There are two requirements for the electrodes:

The choice of electrode materials affect the conductivity of the metal - molecule -metal system (MMM ) system and is, among other things because of this very important. Mostly you used gold because of the large ductility, high stability against oxidation and a strong bond to anchor organic groups. Some experiments show, however, that, for example, Silver can provide stable MMM contacts with higher conductivity values. Platinum and other precious metals such as rhodium or palladium are, due to their relatively high catalytic activity not as good as electrode materials. Other base metals can oxidize strong. The formation of an oxide layer on the surface hinders the electrical investigation. An interesting approach to face the rapid development of carbon-based electronics is the conduct of MCBJ experiments with carbon nanotubes.

Bending mechanism

A piezo actuator has several advantages over mechanical engines with respect to their stability, reliability and associated accuracy. Moreover, the application of mechanical drives is affected by large hysteresis and heat production. Therefore, the piezo - actuators are preferably used.

Pros and Cons

In summary, the following advantages for MCBJ:

• The system is relatively stable and the test results are reproducible.
• Many individual measurements can be performed during a test with a sample, the statistical evaluation easier.
• Distances between the electrodes are set accurately. The distance change in a day is usually in the angstrom range even at room temperature.
• Contact electrodes are less sensitive to external vibration. Furthermore, there are the contacts of the same material and have approximately the same shape, which permits the formation of symmetric linkages.
• Clean contact surface (vacuum environment is not required). Contacts can be cleaned by applying a large voltage again.
• In contrast to STM MCBJ are compatible with possible nanoelectronics components.
• Relatively low cost of experimental setup, sample preparation, measuring execution and maintenance.

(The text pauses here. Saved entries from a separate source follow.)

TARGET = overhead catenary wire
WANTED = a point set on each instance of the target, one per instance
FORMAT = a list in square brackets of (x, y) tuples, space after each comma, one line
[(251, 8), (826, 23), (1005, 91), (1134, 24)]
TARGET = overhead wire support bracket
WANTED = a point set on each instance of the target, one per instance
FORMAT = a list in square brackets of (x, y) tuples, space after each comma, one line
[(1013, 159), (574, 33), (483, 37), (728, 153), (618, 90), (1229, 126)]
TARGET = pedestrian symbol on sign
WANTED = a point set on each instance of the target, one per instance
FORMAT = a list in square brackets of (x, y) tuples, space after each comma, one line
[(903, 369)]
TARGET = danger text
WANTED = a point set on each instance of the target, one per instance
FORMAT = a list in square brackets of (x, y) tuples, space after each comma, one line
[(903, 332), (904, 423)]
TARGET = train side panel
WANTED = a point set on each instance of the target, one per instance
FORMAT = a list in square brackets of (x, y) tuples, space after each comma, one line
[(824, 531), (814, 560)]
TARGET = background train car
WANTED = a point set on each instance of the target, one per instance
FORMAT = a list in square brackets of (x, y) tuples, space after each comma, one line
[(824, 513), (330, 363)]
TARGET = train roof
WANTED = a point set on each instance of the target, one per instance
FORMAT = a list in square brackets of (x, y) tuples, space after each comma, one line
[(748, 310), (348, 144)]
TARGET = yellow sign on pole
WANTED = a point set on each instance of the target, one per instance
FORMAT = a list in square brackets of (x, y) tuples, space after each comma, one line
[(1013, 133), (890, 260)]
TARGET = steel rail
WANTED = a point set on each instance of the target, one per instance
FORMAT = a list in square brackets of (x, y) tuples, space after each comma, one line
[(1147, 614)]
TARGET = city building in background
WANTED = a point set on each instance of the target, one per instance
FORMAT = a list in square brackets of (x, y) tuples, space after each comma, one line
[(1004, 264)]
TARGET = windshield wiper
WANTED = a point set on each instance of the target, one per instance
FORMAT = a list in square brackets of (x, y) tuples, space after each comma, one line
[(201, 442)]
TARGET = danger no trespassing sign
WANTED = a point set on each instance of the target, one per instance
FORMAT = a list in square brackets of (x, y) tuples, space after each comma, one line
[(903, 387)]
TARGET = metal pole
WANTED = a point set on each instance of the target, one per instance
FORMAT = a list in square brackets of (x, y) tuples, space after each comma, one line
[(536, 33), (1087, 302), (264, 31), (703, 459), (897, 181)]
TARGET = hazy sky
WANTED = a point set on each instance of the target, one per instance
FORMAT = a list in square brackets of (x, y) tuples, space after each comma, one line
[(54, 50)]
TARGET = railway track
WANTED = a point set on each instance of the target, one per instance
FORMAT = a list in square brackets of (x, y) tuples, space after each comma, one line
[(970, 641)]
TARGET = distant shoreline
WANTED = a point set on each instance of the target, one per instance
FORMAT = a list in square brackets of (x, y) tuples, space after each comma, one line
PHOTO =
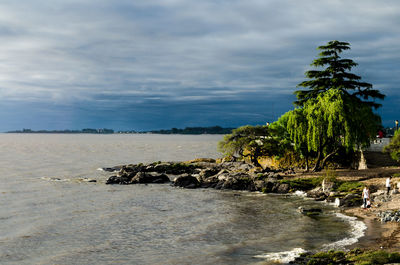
[(186, 131)]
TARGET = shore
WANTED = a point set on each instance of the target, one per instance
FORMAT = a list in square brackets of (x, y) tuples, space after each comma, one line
[(379, 235), (342, 185)]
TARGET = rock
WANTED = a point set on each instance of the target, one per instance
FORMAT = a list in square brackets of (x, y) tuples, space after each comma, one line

MCBJ also has some disadvantages:

• Little control over the exact molecular bonding of the electrodes and electrode configuration and molecular arrangement on the atomic scale.
• Investigation of long and (or) poor conducting molecules is difficult, there have been no test results reported for more than 5 nm with molecules.
• Investigation of molecules in solutions is problematic.
• Large dependence of the conductivity of the binding site leads to poor comparability of test results and discrepancies between theory and experiment.
• For the analysis of a large number of measurement results is required to be processed by means of lengthy statistical analysis.
• Both electrodes are usually made of the same material, the choice of electrode materials is limited.
• An elaborate production of lithographic structures is usually required.
• The Abstandskalibration for electrodes is complicated and error prone.
• The measuring method is very slow compared to STM.